For most analyses, footprint alignments were assigned to specific A site nucleotides by using the position and total length of each alignment, calibrated from footprints at the beginning and the end of CDSes (Figures S1A and S1B) as previously described (Ingolia et al., 2009).

Footprint Profile Analysis

Profiles of ribosome footprints across a transcript were constructed by quantifying the number of footprints assigned to each nucleotide position. A set of well-expressed genes was selected based on median footprint density across the coding sequence, excluding the first 15 and last 5 codons due to the accumulation of ribosomes (Figures 1C and 1D). To construct metagene density profiles, individual gene profiles were scaled by their footprint density in the untreated control and all were averaged with equal weight.

Harringtonine Depletion Profile Analysis

Metagene profiles from harringtonine run-off were further normalized by the median value over codons 800-1000, which appeared undepleted at harringtonine treatment times used in this study, and smoothed by averaging disjoint 5-codon windows. The extent of depletion was defined as the earliest codon position, beyond the first 40, that retained at least 50% of the full ribosome density. Subsets of genes for elongation rate analysis were: 1) lowest and highest quintile of tAI, computed according to dos Reis et al. (dos Reis et al., 2004); 2) lowest and highest quintile of ribosome footprint density; 3) short genes, 750-1000 codons, and long genes, over 1000 codons; 4) secreted proteins were identified using SignalP data from Ensembl.

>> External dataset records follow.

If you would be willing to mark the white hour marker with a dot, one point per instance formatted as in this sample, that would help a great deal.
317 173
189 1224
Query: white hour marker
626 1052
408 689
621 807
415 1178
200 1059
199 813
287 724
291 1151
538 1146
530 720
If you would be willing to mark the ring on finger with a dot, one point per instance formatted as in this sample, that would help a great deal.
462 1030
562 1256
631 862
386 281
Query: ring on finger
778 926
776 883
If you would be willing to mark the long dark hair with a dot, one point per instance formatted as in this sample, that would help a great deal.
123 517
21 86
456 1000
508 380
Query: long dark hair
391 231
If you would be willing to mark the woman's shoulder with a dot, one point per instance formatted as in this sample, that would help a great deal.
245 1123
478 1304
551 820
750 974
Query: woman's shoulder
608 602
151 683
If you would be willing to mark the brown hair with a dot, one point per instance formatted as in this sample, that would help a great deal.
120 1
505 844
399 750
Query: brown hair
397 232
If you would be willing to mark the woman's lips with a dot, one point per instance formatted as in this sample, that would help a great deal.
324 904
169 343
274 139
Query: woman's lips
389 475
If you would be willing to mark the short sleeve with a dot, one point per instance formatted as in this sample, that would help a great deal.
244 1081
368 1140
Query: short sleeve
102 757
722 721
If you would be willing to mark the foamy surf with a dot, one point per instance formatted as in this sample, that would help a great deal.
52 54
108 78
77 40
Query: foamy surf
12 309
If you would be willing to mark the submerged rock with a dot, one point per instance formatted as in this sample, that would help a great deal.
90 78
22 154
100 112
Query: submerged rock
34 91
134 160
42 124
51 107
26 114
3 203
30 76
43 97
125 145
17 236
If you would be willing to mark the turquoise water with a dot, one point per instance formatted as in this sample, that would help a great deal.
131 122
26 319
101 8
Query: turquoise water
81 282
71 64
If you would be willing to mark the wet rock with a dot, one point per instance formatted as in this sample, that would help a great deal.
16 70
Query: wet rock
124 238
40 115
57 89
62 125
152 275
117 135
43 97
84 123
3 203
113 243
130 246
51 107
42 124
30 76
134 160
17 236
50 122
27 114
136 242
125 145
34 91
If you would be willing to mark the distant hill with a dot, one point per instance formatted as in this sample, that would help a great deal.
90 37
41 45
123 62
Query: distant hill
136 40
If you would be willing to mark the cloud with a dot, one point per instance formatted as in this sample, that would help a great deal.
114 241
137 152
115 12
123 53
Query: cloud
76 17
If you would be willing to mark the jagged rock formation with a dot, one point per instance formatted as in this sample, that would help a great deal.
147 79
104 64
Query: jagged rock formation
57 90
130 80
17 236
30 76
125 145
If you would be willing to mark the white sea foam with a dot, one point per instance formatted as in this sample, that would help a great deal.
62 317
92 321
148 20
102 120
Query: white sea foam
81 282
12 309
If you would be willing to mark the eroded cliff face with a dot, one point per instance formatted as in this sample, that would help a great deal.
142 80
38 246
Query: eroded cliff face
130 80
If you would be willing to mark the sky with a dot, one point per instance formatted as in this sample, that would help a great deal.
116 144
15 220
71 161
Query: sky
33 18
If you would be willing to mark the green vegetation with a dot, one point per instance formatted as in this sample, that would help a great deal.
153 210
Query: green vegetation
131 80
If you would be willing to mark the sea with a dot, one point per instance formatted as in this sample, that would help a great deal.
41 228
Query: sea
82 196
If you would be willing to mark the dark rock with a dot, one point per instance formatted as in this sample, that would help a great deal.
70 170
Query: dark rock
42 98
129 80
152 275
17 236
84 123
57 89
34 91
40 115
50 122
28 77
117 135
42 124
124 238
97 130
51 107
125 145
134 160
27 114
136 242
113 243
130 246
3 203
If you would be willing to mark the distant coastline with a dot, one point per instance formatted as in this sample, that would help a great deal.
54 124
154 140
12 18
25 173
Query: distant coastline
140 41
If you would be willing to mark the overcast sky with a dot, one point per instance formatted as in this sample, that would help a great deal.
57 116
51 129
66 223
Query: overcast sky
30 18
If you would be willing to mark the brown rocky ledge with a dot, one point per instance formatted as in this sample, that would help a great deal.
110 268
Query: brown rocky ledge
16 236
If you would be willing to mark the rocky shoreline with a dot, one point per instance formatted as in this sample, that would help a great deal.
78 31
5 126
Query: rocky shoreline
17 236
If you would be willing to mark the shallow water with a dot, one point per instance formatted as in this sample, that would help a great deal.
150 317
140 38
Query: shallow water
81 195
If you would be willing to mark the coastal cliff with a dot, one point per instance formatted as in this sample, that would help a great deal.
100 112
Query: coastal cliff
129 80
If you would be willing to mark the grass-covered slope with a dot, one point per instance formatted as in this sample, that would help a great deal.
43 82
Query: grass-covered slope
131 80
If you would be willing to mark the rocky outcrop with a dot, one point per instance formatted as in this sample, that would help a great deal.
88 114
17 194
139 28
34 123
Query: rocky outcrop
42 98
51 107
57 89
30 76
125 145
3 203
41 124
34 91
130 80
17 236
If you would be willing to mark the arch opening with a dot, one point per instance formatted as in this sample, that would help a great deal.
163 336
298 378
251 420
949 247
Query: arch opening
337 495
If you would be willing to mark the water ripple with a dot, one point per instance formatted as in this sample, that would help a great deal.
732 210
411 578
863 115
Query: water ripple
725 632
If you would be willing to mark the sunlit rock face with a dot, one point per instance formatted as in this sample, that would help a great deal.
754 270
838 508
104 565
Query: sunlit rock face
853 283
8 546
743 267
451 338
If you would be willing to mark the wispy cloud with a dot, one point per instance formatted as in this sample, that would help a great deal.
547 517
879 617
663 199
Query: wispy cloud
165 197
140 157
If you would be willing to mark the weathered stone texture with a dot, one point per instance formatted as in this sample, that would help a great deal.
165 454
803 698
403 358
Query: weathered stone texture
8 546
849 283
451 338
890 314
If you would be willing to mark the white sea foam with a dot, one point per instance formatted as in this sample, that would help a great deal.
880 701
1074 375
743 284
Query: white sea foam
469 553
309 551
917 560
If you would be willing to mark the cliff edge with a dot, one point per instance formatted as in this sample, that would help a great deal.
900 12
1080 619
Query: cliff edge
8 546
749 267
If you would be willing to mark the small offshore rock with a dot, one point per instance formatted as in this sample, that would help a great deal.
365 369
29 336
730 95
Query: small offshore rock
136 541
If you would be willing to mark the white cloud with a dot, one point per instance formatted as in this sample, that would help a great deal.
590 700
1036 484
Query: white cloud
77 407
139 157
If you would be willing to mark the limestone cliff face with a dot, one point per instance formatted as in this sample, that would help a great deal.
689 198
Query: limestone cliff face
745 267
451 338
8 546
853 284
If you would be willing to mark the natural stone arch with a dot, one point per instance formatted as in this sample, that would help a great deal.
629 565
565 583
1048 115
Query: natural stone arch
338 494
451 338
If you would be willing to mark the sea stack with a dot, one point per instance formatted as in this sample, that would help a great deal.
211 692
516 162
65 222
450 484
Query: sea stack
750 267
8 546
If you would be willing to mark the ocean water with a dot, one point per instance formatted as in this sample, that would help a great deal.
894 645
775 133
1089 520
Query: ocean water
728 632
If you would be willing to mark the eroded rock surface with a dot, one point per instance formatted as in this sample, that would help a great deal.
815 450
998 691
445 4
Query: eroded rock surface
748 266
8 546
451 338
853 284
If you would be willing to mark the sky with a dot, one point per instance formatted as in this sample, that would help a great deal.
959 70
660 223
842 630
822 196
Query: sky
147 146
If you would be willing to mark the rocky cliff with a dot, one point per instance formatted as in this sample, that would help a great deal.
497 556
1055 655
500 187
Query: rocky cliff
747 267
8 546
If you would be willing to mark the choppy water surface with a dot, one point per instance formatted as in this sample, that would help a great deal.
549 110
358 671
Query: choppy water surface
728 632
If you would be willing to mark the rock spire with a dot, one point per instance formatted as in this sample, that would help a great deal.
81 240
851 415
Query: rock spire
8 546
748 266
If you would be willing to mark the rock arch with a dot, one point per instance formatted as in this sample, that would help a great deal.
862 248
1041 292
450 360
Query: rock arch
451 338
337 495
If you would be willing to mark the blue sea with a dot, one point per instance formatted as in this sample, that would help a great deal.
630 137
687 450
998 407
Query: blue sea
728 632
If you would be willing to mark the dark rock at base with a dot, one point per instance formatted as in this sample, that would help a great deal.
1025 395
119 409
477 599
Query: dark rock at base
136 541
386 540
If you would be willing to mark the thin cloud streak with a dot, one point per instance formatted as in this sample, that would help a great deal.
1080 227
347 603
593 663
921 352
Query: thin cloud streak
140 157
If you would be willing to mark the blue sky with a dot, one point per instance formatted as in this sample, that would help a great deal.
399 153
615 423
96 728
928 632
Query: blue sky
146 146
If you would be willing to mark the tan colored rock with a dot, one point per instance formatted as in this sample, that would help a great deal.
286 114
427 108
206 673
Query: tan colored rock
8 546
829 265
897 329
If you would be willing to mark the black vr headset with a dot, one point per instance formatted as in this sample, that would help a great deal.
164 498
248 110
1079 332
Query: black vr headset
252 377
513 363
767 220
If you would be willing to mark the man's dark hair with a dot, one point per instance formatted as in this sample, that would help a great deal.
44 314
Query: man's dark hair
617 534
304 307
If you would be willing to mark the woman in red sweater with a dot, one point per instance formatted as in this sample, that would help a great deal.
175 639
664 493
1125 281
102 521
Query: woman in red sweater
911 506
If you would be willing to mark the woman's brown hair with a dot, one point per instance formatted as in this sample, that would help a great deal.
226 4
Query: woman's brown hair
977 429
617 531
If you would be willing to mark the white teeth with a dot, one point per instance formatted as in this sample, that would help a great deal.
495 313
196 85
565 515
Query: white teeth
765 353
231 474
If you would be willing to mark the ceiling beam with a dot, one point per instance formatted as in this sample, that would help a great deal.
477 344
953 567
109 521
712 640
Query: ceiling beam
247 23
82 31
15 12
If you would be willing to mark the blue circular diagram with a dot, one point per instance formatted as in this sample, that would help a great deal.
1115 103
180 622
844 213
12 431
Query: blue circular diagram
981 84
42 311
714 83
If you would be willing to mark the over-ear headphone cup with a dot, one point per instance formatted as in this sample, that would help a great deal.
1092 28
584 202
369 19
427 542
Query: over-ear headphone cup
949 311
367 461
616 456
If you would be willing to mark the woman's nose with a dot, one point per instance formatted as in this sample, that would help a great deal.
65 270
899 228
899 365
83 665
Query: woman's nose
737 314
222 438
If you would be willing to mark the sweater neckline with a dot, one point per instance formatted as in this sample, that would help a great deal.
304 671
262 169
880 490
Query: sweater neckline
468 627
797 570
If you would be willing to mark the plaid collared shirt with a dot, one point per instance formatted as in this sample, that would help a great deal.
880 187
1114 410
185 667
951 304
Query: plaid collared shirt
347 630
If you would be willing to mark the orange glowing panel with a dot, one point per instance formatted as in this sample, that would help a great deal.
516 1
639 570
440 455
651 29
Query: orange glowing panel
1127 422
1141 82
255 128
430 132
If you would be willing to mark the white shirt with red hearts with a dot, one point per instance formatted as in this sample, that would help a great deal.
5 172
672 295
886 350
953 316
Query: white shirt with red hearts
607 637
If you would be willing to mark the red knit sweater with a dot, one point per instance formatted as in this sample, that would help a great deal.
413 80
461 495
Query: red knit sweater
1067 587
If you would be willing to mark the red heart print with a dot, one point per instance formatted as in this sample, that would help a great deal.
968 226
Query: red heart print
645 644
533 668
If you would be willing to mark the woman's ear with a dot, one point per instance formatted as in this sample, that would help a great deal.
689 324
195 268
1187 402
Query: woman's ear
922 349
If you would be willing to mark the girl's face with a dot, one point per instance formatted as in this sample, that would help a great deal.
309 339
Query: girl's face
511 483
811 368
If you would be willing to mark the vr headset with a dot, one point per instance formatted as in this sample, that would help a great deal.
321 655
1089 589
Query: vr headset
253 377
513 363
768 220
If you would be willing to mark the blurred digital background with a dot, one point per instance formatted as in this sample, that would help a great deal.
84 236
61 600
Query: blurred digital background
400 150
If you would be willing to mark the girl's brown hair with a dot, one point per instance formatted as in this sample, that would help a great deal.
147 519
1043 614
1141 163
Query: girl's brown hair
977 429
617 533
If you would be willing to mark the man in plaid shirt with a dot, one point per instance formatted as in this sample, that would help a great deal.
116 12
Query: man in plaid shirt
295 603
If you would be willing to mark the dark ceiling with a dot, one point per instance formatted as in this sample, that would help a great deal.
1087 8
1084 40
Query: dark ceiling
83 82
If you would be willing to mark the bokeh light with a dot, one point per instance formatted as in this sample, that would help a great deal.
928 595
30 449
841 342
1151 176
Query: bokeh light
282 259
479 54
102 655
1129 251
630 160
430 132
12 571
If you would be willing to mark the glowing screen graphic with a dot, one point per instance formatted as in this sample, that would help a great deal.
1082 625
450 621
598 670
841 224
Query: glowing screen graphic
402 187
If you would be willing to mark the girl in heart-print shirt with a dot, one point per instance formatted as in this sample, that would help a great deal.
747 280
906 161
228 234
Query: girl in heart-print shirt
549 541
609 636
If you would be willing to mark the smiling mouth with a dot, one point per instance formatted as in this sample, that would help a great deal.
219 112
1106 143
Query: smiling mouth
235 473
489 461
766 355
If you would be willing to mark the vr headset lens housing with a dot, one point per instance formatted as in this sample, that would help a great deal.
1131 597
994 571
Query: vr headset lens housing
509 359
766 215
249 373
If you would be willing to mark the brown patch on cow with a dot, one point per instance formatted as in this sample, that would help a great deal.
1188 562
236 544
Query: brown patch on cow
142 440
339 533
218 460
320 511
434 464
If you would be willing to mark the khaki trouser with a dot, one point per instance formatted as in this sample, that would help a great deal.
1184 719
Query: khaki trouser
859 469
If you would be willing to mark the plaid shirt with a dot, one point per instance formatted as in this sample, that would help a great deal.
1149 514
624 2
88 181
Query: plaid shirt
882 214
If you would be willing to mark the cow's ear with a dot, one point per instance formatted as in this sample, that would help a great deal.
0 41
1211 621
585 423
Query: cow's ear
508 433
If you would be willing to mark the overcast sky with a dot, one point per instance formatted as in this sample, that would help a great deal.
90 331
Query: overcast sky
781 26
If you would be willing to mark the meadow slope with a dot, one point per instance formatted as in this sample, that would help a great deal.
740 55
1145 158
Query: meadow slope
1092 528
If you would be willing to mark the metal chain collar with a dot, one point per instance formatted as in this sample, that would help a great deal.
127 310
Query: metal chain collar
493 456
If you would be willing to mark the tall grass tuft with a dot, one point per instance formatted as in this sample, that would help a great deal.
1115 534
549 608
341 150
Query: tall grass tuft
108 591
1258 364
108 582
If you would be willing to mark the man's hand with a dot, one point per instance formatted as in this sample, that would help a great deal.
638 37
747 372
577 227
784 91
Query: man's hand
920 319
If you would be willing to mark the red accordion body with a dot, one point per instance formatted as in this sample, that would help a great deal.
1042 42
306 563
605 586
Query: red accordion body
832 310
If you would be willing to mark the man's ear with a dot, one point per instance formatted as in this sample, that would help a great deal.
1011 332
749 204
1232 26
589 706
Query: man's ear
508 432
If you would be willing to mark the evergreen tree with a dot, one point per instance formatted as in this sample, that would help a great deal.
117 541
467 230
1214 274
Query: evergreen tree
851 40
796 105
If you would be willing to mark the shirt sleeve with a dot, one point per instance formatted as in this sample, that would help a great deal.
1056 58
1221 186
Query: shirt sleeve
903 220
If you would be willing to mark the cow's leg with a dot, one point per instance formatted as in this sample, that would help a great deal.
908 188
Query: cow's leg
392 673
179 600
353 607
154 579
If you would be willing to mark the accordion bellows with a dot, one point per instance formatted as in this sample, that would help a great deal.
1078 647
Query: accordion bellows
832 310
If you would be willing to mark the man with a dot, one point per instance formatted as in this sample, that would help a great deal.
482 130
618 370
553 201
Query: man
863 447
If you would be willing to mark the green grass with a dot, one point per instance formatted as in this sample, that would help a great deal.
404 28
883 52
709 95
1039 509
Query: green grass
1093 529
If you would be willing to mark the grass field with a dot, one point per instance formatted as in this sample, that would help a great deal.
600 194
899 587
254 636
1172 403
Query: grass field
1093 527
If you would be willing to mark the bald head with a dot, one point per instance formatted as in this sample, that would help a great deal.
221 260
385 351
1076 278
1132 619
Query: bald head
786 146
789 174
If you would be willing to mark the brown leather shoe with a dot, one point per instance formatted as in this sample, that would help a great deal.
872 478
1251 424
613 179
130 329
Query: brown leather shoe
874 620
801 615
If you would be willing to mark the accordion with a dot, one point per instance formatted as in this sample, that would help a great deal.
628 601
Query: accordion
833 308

Initiation Site Prediction

Initiation site predictions for each nucleotide position were based on a vector of footprint read counts over 15 codons around the position for each harringtonine sample, concatenated to produce an overall vector. The SVMlight pattern recognition tool (Joachims, 1999) was trained on an arbitrary set of 3200 transcripts, using the annotated start codon as a positive example and ten other positions as negative examples.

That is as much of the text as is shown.